Don’t Turn Children into Casualties of Separation, Neuro-Psychiatrist Warns Parents

Consultant neuro-psychiatrist, Dr. Maymunah Yusuf-Kadiri

AWKA/Nigeria: A consultant neuro-psychiatrist, Dr. Maymunah Yusuf-Kadiri, has advised separated parents to place emotional safety and civility at the centre of co-parenting, warning that children often become the silent victims of unresolved adult conflicts.

Yusuf-Kadiri, who is also the Medical Director of Pinnacle Medical Services Ltd., gave the advice on Thursday in Awka, stressing that co-parenting, though challenging, must never expose children to emotional harm, whether the parents were married or not.

She said children should not be drawn into the emotional battles of adults or forced to navigate hostility between their parents.

“Children did not sign up for silent wars, loud fights, emotional manipulation or being used as messengers and referees between adults. These children do not need perfect parents but emotionally regulated adults who can manage conflict without transferring pain and resentment to them,” she said.

The specialist explained that a child’s nervous system constantly observes how parents interact, noting that such interactions shape a child’s understanding of safety, love and conflict.

According to her, the way parents communicate becomes the template through which children learn emotional regulation. “Civility is not weakness; it is protection,” she added.

Yusuf-Kadiri cautioned co-parents against competing for a child’s loyalty, weaponising access or turning affection into a tug-of-war, warning that such behaviour could leave lasting psychological scars.

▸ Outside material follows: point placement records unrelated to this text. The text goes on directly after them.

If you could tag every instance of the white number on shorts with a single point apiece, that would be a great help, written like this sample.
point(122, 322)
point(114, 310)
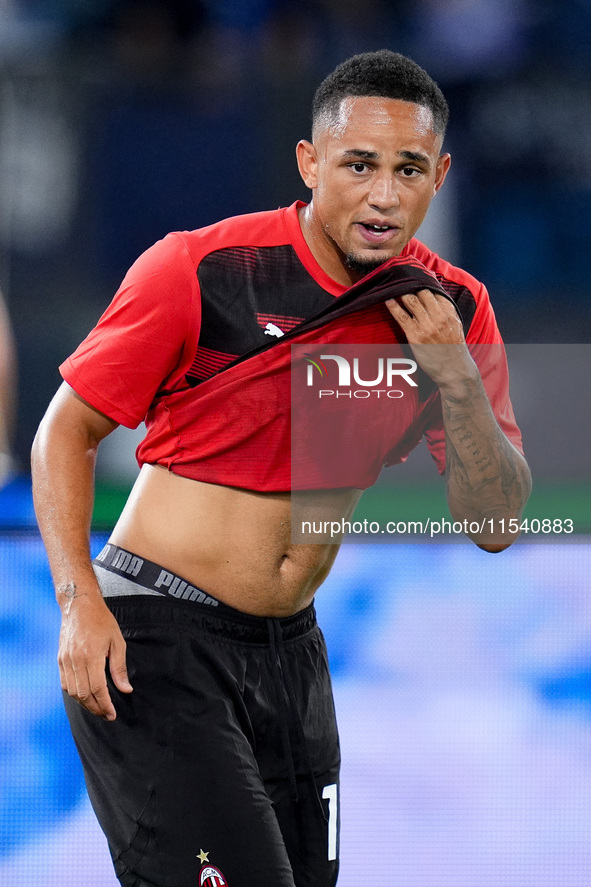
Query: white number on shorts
point(331, 792)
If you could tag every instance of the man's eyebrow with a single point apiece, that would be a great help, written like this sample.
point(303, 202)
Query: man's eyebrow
point(365, 155)
point(414, 156)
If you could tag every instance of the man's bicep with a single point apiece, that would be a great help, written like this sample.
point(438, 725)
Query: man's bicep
point(72, 414)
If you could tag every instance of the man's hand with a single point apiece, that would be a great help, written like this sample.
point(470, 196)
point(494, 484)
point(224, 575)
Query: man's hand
point(487, 478)
point(427, 319)
point(89, 636)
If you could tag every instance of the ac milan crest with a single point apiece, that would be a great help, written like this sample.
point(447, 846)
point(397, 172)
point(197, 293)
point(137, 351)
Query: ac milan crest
point(209, 876)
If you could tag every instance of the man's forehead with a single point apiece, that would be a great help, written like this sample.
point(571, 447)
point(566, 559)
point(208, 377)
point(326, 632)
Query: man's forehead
point(367, 112)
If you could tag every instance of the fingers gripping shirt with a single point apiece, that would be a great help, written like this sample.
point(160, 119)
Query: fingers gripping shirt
point(197, 342)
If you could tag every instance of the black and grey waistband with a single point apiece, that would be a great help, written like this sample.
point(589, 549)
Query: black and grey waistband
point(130, 574)
point(125, 578)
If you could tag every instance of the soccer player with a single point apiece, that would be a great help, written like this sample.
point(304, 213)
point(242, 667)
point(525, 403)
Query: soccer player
point(195, 676)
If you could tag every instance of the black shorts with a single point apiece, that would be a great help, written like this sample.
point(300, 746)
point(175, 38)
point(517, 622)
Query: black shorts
point(222, 766)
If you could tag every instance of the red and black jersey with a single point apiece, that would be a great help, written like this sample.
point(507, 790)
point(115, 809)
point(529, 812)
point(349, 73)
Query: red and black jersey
point(196, 343)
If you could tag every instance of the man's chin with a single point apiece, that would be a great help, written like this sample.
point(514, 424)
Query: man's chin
point(362, 265)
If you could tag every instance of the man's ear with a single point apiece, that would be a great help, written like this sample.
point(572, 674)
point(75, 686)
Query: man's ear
point(307, 163)
point(441, 170)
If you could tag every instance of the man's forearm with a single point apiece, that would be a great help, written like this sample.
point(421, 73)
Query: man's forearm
point(488, 480)
point(62, 462)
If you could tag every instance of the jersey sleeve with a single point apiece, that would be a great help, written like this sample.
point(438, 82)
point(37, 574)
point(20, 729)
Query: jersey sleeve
point(488, 351)
point(146, 339)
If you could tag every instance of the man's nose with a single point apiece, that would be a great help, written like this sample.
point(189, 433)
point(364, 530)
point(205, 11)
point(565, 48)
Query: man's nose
point(383, 194)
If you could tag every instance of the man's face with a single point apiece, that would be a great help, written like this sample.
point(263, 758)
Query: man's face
point(373, 171)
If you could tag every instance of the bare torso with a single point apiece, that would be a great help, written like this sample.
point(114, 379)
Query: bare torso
point(234, 544)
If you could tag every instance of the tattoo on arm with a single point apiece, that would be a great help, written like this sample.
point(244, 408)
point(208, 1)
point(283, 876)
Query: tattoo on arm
point(69, 590)
point(476, 460)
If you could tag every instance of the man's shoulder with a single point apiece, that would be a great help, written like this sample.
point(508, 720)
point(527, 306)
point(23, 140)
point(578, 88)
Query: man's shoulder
point(261, 229)
point(445, 271)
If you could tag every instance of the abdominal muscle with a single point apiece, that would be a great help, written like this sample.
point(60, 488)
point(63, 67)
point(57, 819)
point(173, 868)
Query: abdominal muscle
point(234, 544)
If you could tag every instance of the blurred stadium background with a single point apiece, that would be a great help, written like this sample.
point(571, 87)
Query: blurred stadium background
point(463, 681)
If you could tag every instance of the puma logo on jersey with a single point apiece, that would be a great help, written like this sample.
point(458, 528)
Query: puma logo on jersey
point(272, 330)
point(211, 877)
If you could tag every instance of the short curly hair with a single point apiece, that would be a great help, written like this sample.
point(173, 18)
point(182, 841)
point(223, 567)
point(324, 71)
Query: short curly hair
point(384, 74)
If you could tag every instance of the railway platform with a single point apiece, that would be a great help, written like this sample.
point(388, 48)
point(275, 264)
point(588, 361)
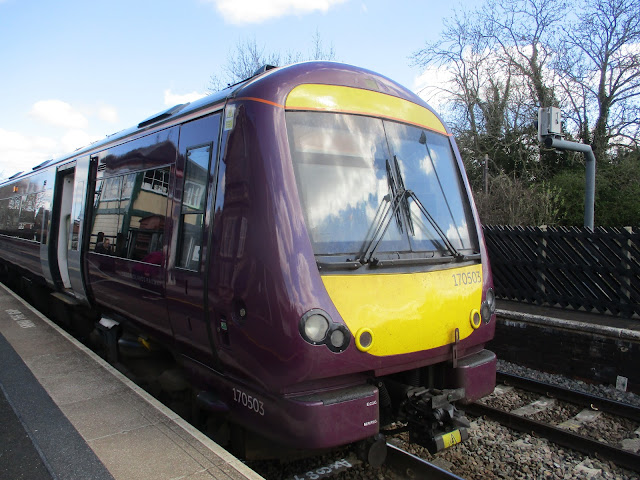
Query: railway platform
point(592, 347)
point(67, 414)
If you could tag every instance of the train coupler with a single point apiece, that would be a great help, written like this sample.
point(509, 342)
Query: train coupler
point(433, 420)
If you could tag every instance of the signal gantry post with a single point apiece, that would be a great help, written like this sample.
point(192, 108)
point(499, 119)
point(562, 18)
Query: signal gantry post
point(550, 133)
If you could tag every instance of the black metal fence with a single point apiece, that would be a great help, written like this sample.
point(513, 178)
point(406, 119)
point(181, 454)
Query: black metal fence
point(568, 267)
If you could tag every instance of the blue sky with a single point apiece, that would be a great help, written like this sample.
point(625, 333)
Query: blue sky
point(73, 71)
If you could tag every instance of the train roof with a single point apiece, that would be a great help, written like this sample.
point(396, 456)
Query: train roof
point(269, 83)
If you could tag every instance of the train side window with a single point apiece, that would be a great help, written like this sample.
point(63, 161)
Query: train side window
point(27, 227)
point(13, 217)
point(193, 206)
point(4, 215)
point(129, 215)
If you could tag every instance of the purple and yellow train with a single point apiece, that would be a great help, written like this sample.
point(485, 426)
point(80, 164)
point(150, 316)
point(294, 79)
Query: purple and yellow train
point(304, 243)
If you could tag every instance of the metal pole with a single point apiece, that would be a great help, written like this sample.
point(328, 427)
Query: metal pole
point(590, 185)
point(485, 173)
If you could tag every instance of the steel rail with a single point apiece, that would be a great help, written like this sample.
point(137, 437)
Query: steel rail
point(415, 468)
point(622, 458)
point(594, 402)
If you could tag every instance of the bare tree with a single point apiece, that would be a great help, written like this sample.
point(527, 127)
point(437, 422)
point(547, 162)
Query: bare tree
point(248, 56)
point(600, 73)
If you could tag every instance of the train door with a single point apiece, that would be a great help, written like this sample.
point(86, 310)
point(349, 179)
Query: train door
point(69, 205)
point(62, 220)
point(192, 215)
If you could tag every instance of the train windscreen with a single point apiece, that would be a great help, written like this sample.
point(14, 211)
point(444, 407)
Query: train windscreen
point(350, 169)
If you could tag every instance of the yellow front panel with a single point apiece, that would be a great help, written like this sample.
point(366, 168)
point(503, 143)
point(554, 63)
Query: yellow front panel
point(408, 312)
point(333, 98)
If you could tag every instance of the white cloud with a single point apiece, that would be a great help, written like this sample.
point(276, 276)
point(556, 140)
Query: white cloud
point(75, 139)
point(171, 99)
point(59, 114)
point(19, 152)
point(257, 11)
point(108, 114)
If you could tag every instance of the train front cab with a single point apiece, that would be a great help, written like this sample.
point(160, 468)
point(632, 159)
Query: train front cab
point(400, 253)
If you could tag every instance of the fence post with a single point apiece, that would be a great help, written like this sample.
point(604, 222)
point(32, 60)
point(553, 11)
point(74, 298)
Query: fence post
point(541, 265)
point(625, 282)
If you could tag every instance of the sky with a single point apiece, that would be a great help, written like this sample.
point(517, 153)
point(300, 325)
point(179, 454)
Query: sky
point(74, 71)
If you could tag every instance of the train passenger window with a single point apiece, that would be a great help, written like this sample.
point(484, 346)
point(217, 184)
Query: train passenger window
point(13, 215)
point(129, 214)
point(193, 206)
point(27, 220)
point(4, 213)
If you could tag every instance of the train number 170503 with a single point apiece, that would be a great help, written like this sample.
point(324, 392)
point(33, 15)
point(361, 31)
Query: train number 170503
point(248, 401)
point(466, 278)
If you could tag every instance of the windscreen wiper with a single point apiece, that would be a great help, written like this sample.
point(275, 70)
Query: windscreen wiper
point(443, 236)
point(388, 209)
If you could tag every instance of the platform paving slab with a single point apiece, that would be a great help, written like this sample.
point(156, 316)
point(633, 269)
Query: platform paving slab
point(129, 434)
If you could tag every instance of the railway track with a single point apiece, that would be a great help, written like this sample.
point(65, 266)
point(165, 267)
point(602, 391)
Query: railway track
point(410, 467)
point(564, 436)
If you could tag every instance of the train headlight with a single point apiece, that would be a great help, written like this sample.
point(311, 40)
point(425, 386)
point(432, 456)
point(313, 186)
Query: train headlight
point(475, 319)
point(485, 312)
point(314, 326)
point(491, 300)
point(364, 339)
point(317, 328)
point(338, 339)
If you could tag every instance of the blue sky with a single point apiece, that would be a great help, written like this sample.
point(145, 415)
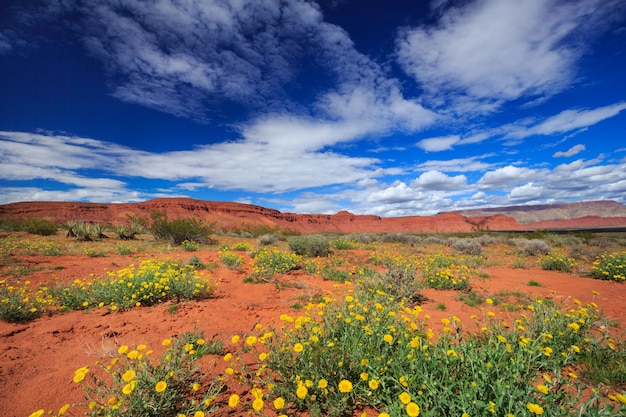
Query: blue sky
point(392, 108)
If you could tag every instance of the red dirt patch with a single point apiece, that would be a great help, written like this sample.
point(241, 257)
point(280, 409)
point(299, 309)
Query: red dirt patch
point(38, 359)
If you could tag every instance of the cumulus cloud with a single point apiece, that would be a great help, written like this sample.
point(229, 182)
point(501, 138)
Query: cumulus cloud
point(565, 121)
point(438, 144)
point(438, 181)
point(508, 176)
point(492, 51)
point(574, 150)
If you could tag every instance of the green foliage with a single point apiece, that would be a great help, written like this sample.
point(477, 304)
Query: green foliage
point(138, 385)
point(267, 239)
point(240, 247)
point(444, 272)
point(610, 267)
point(266, 264)
point(466, 246)
point(40, 227)
point(471, 298)
point(195, 262)
point(20, 305)
point(124, 249)
point(369, 351)
point(231, 260)
point(344, 244)
point(556, 262)
point(309, 245)
point(334, 274)
point(189, 245)
point(154, 281)
point(533, 247)
point(180, 230)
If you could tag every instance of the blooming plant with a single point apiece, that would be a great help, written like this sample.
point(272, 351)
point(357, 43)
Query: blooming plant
point(230, 259)
point(153, 281)
point(556, 262)
point(136, 384)
point(611, 267)
point(444, 272)
point(267, 263)
point(368, 350)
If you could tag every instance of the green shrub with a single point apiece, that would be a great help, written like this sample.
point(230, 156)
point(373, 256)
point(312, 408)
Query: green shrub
point(309, 245)
point(266, 264)
point(334, 274)
point(180, 230)
point(136, 384)
point(367, 351)
point(267, 239)
point(444, 272)
point(466, 246)
point(557, 262)
point(344, 244)
point(231, 260)
point(240, 247)
point(533, 247)
point(40, 227)
point(20, 305)
point(124, 249)
point(610, 267)
point(189, 245)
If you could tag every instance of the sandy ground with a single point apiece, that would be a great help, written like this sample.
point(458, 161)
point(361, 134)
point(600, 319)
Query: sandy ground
point(38, 359)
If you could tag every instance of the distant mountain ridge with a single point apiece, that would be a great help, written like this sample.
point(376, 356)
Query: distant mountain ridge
point(550, 212)
point(237, 216)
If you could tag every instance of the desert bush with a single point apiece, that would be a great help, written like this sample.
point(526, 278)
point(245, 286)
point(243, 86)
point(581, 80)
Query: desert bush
point(435, 240)
point(557, 262)
point(21, 304)
point(309, 245)
point(583, 253)
point(241, 247)
point(361, 238)
point(189, 245)
point(179, 230)
point(128, 232)
point(230, 259)
point(124, 249)
point(532, 247)
point(399, 237)
point(343, 244)
point(136, 384)
point(334, 274)
point(266, 264)
point(486, 240)
point(610, 267)
point(369, 351)
point(195, 262)
point(267, 239)
point(40, 227)
point(466, 246)
point(444, 272)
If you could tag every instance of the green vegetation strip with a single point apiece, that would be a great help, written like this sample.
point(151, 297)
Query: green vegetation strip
point(152, 282)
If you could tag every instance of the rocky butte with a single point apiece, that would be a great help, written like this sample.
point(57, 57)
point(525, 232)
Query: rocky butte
point(237, 216)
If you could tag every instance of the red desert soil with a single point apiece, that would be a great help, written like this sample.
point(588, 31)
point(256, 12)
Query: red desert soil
point(38, 359)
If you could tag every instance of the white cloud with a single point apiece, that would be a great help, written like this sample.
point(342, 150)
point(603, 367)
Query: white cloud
point(528, 192)
point(471, 164)
point(499, 50)
point(438, 144)
point(574, 150)
point(565, 121)
point(438, 181)
point(508, 176)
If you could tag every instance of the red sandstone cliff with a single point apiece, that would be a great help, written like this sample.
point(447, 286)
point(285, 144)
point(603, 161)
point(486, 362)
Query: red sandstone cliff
point(237, 216)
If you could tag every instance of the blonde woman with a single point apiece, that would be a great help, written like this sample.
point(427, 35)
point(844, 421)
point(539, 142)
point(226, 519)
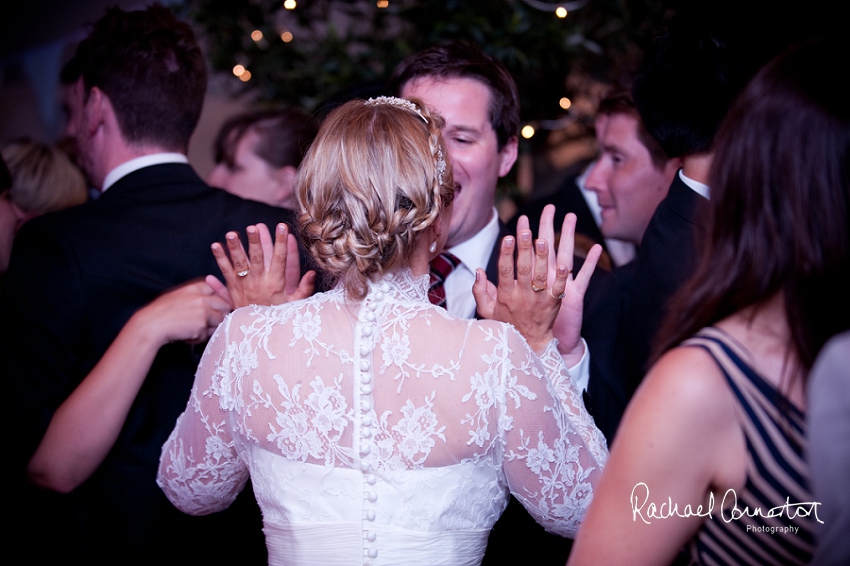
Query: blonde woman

She emphasised the importance of consistency, predictable routines, stable communication, clear boundaries and emotional safety in helping children heal and thrive after separation.

The neuro-psychiatrist also urged parents to seek therapy and professional support to deal with grief, anger and unresolved issues away from the child.

“Unhealed parents can create unsafe environments without meaning to. The real win in co-parenting is not who is right, but who protected the child’s mind,” she said.

She noted that children raised in emotionally safe environments were more likely to grow into stable adults who would not require years of psychological repair.

Yusuf-Kadiri advised co-parents to regularly examine their conduct, asking whether their presence calmed or unsettled their child.

“Children may not forget how adults made them feel. Protect the child and regulate the adults — that is the real work,” she said.